But some functions have a particular shape. Consider this BigRig function, from our Euclid's algorithm program:
function remainder :=
function with number a, number b and returns number:
number result := 0.
if a < b then,
assign result := a.
else
assign result := call remainder(a-b, b).
!
returns result.
!.
Unlike factorial, which stores the result of the recursive call in a temporary object for use in computing its answer, remainder simply returns the result of the recursive call as its own answer -- no need for temporary storage, and further computation to do. Think about what happens at run-time, when a call to remainder(10001,2) reaches its base case. 1 will be returned as the answer from a call to remainder(1,2) to an invocation of remainder(3,2), which will immediately return 1 as the answer to an invocation of remainder(5,2), which will immediately return 1 as the answer to an invocation of remainder(7,2), ... and so on, for 5000 stack frames -- with no new computation done, and no value added.
This is called tail recursion. With a tail-recursive function, the extra stack frames add no value. This is the insight: We can reuse the original stack frame for all of the calls! Instead of creating a new activation record, the new arguments can be written into the argument slots of the existing record, and the program can jump back to the top of the procedure. Conceptually, we can think of remainder as doing this:
function remainder :=
function with number a, number b and returns number:
begin:
if a >= b then,
assign a := a - b.
assign b := b.
goto begin
!
returns a.
!.
This optimization is called tail recursion elimination. It can be applied in cases where the recursive call is in the "tail position" of the function, where the value of the recursive call is the value of the calling function. A code generator, or a separate semantic analyzer running before code generation, can recognize tail-recursive calls without much effort and generate much more space-efficient code.
But it gets much better than this. Consider a typical BigRig function that is not tail-recursive:
function with number current, number max and returns boolean:
boolean result := true.
if max < current then,
assign result := true.
else
assign result := call doSieveAt(current, max).
!
returns result.
!
sieveAt is not recursive, but its tail position consists of a function call, the result of which will be returned as the value of the call to sieveAt. In such a case, the called function's activation record "adds value" to the computation, but... The calling function's activation record is no longer needed -- it's just a placeholder that will be used to pass through the result of the called function to the caller's caller.
In the above case, it may be possible to pop sieveAt's stack frame before the invocation of doSieveAt, rather than after sieveAt returns. This idea generalizes from the idea of eliminating tail recursion and is the essence of tail call optimization. sieveAt can:
When doSieveAt returns, control will pass directly to sieveAt's caller.
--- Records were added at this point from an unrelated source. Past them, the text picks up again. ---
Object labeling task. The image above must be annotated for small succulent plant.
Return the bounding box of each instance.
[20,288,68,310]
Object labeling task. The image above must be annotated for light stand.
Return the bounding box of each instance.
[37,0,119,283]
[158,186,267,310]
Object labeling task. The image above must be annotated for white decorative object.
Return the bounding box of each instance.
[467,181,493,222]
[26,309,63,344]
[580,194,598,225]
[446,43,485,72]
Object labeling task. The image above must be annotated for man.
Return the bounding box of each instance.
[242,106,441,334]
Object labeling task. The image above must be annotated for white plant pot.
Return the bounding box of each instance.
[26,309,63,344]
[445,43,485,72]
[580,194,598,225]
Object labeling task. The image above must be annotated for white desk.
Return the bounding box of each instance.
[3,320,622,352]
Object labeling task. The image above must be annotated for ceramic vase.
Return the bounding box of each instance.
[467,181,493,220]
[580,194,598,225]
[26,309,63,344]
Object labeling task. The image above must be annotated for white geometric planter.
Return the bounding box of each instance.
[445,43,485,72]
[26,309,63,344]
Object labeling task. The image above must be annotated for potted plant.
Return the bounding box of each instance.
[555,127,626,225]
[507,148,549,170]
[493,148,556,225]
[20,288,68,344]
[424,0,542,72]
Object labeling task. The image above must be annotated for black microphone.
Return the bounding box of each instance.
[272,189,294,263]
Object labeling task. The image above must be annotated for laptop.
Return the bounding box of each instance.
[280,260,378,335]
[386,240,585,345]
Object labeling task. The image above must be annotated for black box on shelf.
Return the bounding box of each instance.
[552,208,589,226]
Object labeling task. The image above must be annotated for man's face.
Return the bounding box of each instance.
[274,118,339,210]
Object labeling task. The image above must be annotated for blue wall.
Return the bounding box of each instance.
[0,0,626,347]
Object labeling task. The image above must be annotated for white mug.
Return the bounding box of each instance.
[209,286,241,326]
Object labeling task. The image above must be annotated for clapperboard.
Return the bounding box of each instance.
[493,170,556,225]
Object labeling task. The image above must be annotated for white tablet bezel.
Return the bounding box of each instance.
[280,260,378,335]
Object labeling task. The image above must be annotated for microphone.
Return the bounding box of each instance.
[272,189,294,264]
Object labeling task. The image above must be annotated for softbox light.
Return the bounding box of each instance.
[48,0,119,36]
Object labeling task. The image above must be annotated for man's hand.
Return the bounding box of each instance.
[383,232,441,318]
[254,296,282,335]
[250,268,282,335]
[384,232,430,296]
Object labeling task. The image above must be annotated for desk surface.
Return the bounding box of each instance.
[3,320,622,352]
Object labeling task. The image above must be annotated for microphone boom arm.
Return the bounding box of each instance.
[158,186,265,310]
If a function invokes itself in a tail position, the tail-call optimization becomes a tail-recursion optimization.
This technique is relatively straightforward to implement, both the detection of tail calls (*) and the implementation of the improved code. It is also remarkably valuable for optimizing programs written in a functional language, or a functional style.
(*) In BigRig, the compiler would need to make another code transformation first: eliminating the novice-friendly but execution-expensive coding pattern of creating a result variable, assigning it a value in both branches of the choice, and then returning it. This transformation is also remarkably simple to make!
Even better, some functions that don't look like tail calls are in fact. Consider that:
function horner :=
function with number x, number n, number value and returns integer:
number result := 0.
if 0 <= n then,
assign result := call horner( x, n - 1,
x * value + call coefficient(n) ).
else
assign result := value.
!
return result.
!
is equivalent to:
function horner :=
function with number x, number n, number value and returns integer:
if n < 0 then, // use clause as default value
return value. // at 3AC or assembly level
!
return result := call horner( x, n - 1,
x * value + call coefficient(n) ).
!
Very nice.
But there are issues that complicate the use of tail-call optimization. Some of these make it difficult or impossible to implement the technique in languages such as Java and C++. These include the order in which arguments are evaluated (what happens if overwriting one argument might change the computation of another?) and the invocation of constructors and destructors of objects in dynamic memory. You can read more about these issues, and see one of my sources of examples for this session, at Lambda the Ultimate.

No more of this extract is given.